Performance alerts notify you when a specified performance counter exceeds your configured threshold by logging an event to the event log. But rather than notifying you immediately when the counter exceeds the threshold, you can configure a time period over which the counter needs to exceed the threshold, to avoid unnecessary alerts.

For example, you can be notified if the % of CPU usage is exceeding 80% over a period of 8 minutes. This means that you will not be notified if the CPU time spikes at 100% for 30 seconds.

Check this box to enable performance alerts. Alerts are always written to the event log, and you will need an event log filter to forward these events (alerts) to an actual notification, such as email. Select a severity with which alerts for this counter should be logged to the event log.

Specify your alert settings here. You can be notified if the counter value is below, exceeds, falls below, is between or is not between a threshold.

The configured time interval determines how long the counter value needs to exceed your threshold before an alert is written to the event log.

For example, if you set the time interval to 10 minutes, but the counter value only exceeded the threshold for 8 minutes the no alert will be written to the event log.

When "Notify at most once every" is unchecked, an event log alert will be generated whenever the current (or average) value of the monitored counter changes from a non-alerted state to an alerted state and vice versa. This setting is not recommended for volatile performance counters (e.g.

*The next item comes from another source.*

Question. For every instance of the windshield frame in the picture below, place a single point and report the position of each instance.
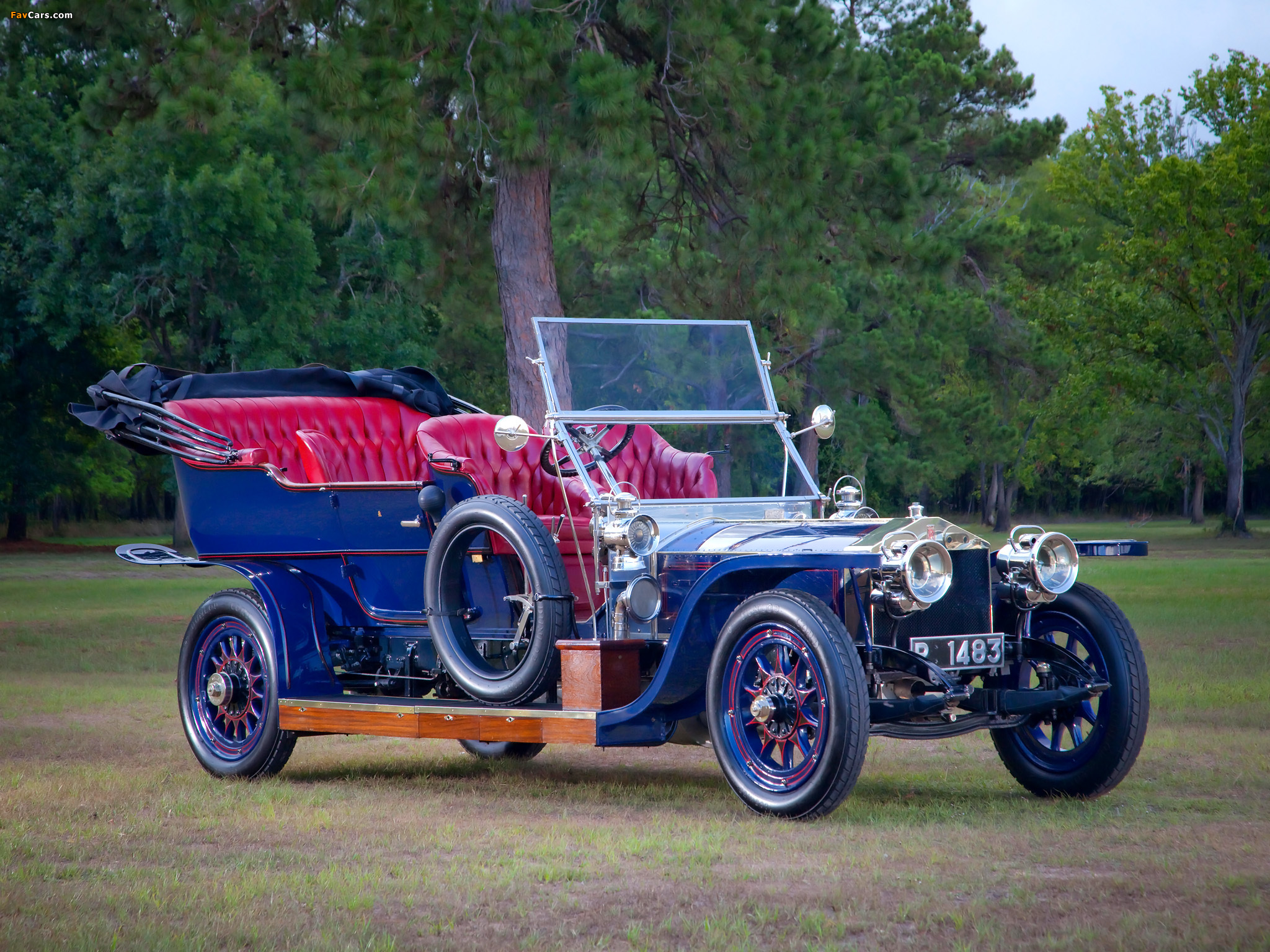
(557, 418)
(770, 415)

CPU usage), as it can generate a large number of alerts; it is better suited for stable performance counters, such as memory usage, handle count and such.

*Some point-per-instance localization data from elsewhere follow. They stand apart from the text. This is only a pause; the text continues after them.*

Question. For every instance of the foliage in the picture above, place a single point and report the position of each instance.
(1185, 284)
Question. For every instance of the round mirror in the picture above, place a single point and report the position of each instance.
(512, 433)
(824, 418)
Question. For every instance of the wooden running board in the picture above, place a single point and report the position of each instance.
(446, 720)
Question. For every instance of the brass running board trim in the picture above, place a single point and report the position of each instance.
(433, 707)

When checking "Notify at most once every", alerts will be generated no more often than the specified interval.

For example, if you set the time interval to 10 minutes and the performance counter exceeds the threshold for 40 minutes, then you will still only be notified once (after the initial 10 minutes have passed). If the counter however falls back below the threshold however and then jumps back up after some time, then you will be notified again.

The chart below shows this visually: EventSentry only logs one alert at 2:30, all the subsequent alerts are considered to be part of the first alert and are thus not generated. The alert is cleared at 3:50.

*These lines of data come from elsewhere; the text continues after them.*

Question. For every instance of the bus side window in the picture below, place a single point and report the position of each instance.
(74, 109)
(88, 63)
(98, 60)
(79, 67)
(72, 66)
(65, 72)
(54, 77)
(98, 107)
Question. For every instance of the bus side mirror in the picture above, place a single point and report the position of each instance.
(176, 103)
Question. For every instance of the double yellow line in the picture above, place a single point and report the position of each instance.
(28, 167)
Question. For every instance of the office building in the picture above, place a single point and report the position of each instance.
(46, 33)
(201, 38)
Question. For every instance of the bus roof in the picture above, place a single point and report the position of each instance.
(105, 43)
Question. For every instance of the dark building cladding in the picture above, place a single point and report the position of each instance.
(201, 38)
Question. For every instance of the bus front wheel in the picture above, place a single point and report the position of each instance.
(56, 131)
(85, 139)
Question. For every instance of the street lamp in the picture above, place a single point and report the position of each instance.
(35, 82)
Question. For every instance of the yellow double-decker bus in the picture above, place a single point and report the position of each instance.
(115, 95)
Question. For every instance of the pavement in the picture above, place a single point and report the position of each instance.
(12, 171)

Note however that a performance counter value which repeatedly moves from an alerted to a non-alerted state may generate more alerts (and "clear alert") events than desired:

If you check the Notify at most every checkbox however and set a time interval, then you will be notified every time this interval has elapsed if the performance counter continues to be in an alerted state. The alert will only stop when the performance counter is back below the threshold.

The chart below shows the same example as above with Notify at most every set to 1 hour. Since the monitored value is still in an alerted state, EventSentry will log another error at 3:30 and clear the alarm at 3:50.

When checked, EventSentry creates a PNG chart from the data collected during the configured time interval (see above, e.g. 30 minutes), and embeds it as the binary data in the event. The EventSentry agent will then attach the embedded binary data as an image to any emails that include the performance alert. As such, this feature is only useful when performance alerts are matched by at least one filter that emails events. The chart includes an automatically calculated trend line in orange.

clip0165

Trend detection suppresses alerts of recurring and expected performance alerts, and works best with percentage-based performance counters like CPU usage. Trend detection keeps track of performance counter value averages, and can suppress alerts when the measured value exceeds the configured hard limit - if the current average matches the historical average.

To consider a performance counter average valid, it has to have been collecting data for at least the set number of "weeks", 2 by default. Once the average is considered valid, it will compare the current counter average with the historical counter average, and suppresses the alert if the current value doesn't deviate more than the configured number of percentage points.

To accomplish this, EventSentry keeps track of the average counter value in 12-minute intervals for every weekday. Counter averages are stored in temp files (%SYSTEMROOT%\EventSentry\temp) with filenames starting with "eventsentry_performance_trend", and remain valid across agent restarts.

Some performance counters expose resources usage of a service, process or service. Leak detection attempts to find objects which leak resources, without the need of specifying hard limits. Leak detection works best for performance counters which count resources (e.g. handle count, working set bytes, etc.), and does not work for percentage-based performance counters.

Setting	Time period used for analysis	Description
Mild	48 hours	will detect fewer potential leaks, but generate fewer false positives
Moderate	36 hours	balanced setting between mild and aggressive
Aggressive	24 hours	finds most potential leaks, but will generate the most false positives

Leak detection can be combined with the numerical comparison of the content filter, to exclude/include leak alerts below or above a particular value. For example, you can enable leak detection for the handle count of processes, but exclude any alerts for handle counts below 5000.

Some processes may appear to be leaking resources, when that behavior is in fact only temporary (e.g. database servers) to satisfy requests. It is recommended that historical counter information is also consolidated to a database, so that long-term patterns of the monitored processes can be observed.